VA Testimony: Shinseki Is ‘Mad as Hell’ but Refuses to Resign
Caring for veterans is of utmost importance, but the VA is showing the fundamental problem with bureaucracy.
Dogged by a widening scheduling scandal that first came to light in Phoenix but has now reportedly spread to at least six other VA facilities, Veterans Affairs Secretary Eric Shinseki rebuffed calls for his resignation in Congress this week. He boldly informed a Senate panel, “I intend to continue this mission until I have satisfied [my] goal or I’m told by the commander in chief that my time has been served.” He did, however, say that he’s “mad as hell” about the allegations, so we’ll see if that translates into positive action.
> Update: VA Under Secretary for Health Dr. Robert Petzel was fired Friday, forced to resign before his coming retirement. His head is the first to roll in this widening scandal.
As one of Obama’s original appointees, Shinseki has overseen the VA since before its 14-day wait-list metric for patients was established three years ago. The metric determined that a patient should be seen no more than two weeks from his or her initial call, but the two-week goal has been ignored by a growing number of VA facilities. In fact, a VA office in Gainsville, Florida, was just found to have a secret wait list full of 200 veterans.

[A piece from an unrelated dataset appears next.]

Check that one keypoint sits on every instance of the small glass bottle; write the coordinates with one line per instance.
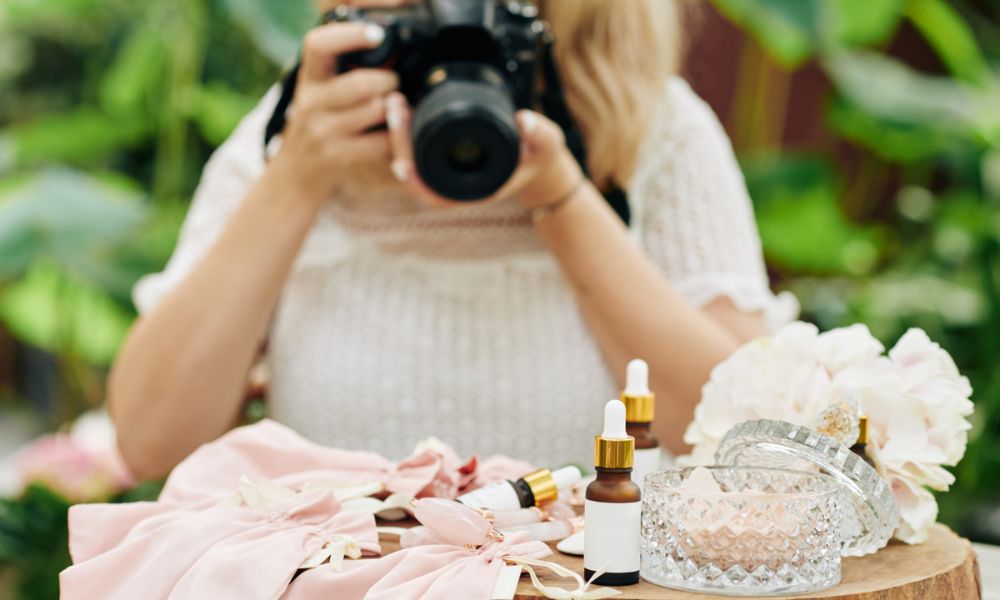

Also troubling are the harmful cost-cutting measures allegedly being implemented on Shinseki’s watch. A whistleblower who formerly worked for a newly created Texas VA center found problems with the new facility’s HVAC system and backup generator that endangered a sterile surgical environment, but more disturbing still was a course of care that called for three positive fecal screenings before allowing for a colonoscopy. Dr. Richard Krugman, the whistleblower, says such delays can cost lives, because, “By the time that you do the colonoscopies on these patients, you went from a stage 1 to a stage 4 [colorectal cancer], which is basically inoperable.” Patients would then perhaps die at home or in a private hospital, off the VA records.
Krugman says the same Texas facility deleted 1,800 orders for service to eliminate a backlog and pass an inspection. Evidently, he blew the whistle on one too many things, however, as he was put on administrative leave before being fired in 2012.

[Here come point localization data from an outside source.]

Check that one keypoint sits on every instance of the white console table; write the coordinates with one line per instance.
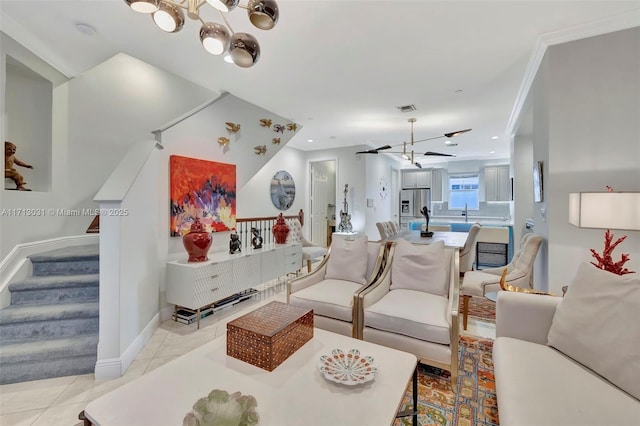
(197, 285)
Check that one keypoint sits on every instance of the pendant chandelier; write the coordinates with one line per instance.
(240, 48)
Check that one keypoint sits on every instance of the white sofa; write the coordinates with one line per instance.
(537, 384)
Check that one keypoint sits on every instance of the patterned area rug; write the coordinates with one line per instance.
(480, 308)
(474, 404)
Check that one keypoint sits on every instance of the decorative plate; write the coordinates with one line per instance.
(349, 369)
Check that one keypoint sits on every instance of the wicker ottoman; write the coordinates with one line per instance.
(269, 335)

Shinseki’s agency obviously has its hands full with this investigation, so Barack Obama has enlisted Deputy Chief of Staff Rob Nabors to assist the probe. Shinseki welcomed Nabors as “a fresh set of eyes.” As its mission, the VA sets 230,000 appointments a day and faces pressure from both ends: Vietnam-era veterans who are now facing the ailments of old age as they reach their sixties and seventies, coupled with the needs of younger veterans returning from Afghanistan and Iraq.
As we’ve said before, the problems that plague the VA are surely a harbinger of things to come for the overall health care system under ObamaCare. Its big problem is how to fund care for older and sicker people with few younger and healthier individuals willing to pay a higher premium. But the failures at the VA are practically inherent to any bureaucracy – ineptitude, indifference and self-protection are baked into the cake. It sure would be helpful if a “fresh set of eyes” also looked at the current American health care system.